We can’t confirm if Ghana paid cash for first consignment – BoG

The Bank of Ghana has said it could not confirm whether or not Ghana paid for the first consignment oil under the Gold-for-Oil programme with cash.

This comes on the back of revela­tions by a Deputy Minister of Energy, Andrew Egyapa Mercer, that Ghana paid for the 40,000 metric tonnes of the commodity which arrived in the country a few weeks ago with cash.

Under the programme, Ghana is to barter trade its gold for oil with the United Arab Emirates’ National Oil Company.

“Starting October (2022), all our oil-product needs would be swapped for gold,” Dr Kabiru Mahama, Economic Adviser to Vice President Mahamudu Bawumia, had earlier told Bloomberg.

Speaking at the 74th annual New Year School of the University of Ghana on Tuesday, January 17, Dr Bawumia further expatiated on the policy that would see the Bank of Ghana purchase the gold from lo­cal mining firms for the execution of the policy.

“The cost of oil import is about $ 3 billion a year. So we ask the simple question, why don’t we, since we have always got pres­sure in finding US dollars to buy oil, rather reach an agreement to change our gold for oil and then, sell the oil in cedis and then, use the cedis to buy more gold, use that gold to pay for oil, sell the oil in cedis and then you don’t need to look for the scarce foreign exchange to buy oil, which always leads to depreciation on the cur­rency,” Dr Bawumia stated.
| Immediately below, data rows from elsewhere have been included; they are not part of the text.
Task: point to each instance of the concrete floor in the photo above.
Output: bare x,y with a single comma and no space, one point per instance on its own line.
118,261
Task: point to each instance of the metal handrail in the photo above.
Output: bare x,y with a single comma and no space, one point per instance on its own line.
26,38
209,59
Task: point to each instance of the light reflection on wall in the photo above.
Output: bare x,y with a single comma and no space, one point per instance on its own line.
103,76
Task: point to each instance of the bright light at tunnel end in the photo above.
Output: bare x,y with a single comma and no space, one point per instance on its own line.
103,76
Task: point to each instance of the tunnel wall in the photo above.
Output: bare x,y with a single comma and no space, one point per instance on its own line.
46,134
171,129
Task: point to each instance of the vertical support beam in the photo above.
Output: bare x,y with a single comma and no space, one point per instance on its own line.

But speaking on Accra based Citi FM on Thursday; Mr Mercer said Ghana paid for the first con­signment under the programme with cash.
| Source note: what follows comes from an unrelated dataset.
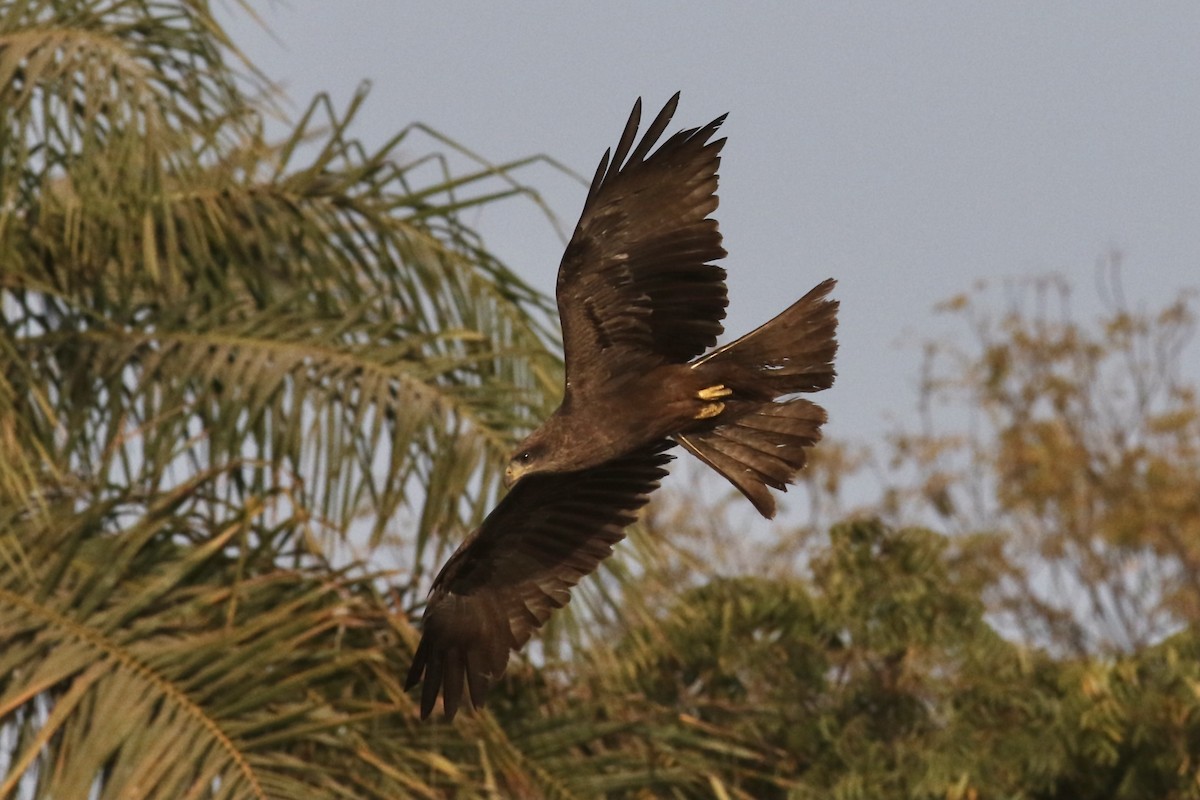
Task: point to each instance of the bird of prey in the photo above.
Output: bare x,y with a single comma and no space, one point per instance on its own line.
639,299
509,575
“We developed the policy such that we were operating two streams, one was direct barter and the second was monetising the gold, so we can pay for IOTs that were not other commodity fo­cused but solely petroleum prod­ucts…so the test run that we did was actually paid through the second route,” Egyapa Mer­cer, MP, Sekondi said.
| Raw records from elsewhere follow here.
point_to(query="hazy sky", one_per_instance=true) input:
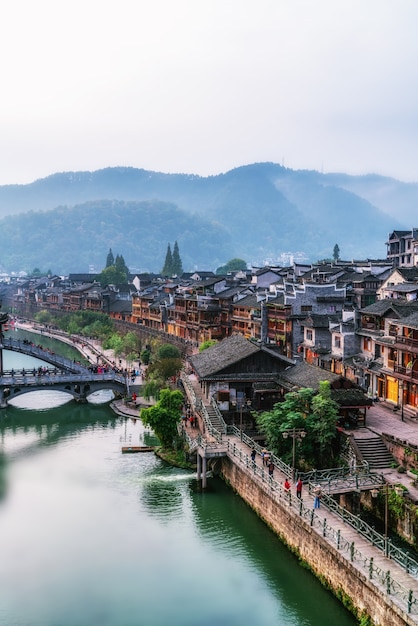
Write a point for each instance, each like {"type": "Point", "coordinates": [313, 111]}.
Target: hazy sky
{"type": "Point", "coordinates": [203, 86]}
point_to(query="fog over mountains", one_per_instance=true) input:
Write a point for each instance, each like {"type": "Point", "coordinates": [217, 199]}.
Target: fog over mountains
{"type": "Point", "coordinates": [68, 221]}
Answering questions before the Public Accounts Commit­tee of Parliament, however, in Accra yesterday, the first Deputy Governor of the Bank of Ghana, Dr Maxwell Opoku-Afari, said his outfit was more involved in the purchase of gold.

“I do not have the full details of that leg of the transaction. What I know is that the gold for oil deal has two legs; the gold purchase leg and the oil leg.

“The Bank of Ghana is fully involved on the gold purchase side which then translates into oil. I may have to go and check how the oil side was transacted.

“What we know is that we have fully paid and bought gold that is enough to support the oil transac­tion,” Dr Opoku-Afari stated.

On how many tonnes of gold was swapped or sold for the commodity and at what price, Dr Opoku-Afari could not confirm but assured to provide the details later.

“The gold purchase by the Bank of Ghana is not new. We introduced the gold purchase programme as part of building our reserves and we are using a component of that programme to support the gold for oil. The metric tonnes of gold pur­chased by the bank, I can share the details with the Committee later.

“What I can confirm is that the gold is being purchased in cedis. It is a conversion of our domestic asset into foreign asset and purchased at the world market price. We use the Reuters and Bloomberg market price to purchase the gold,” he said.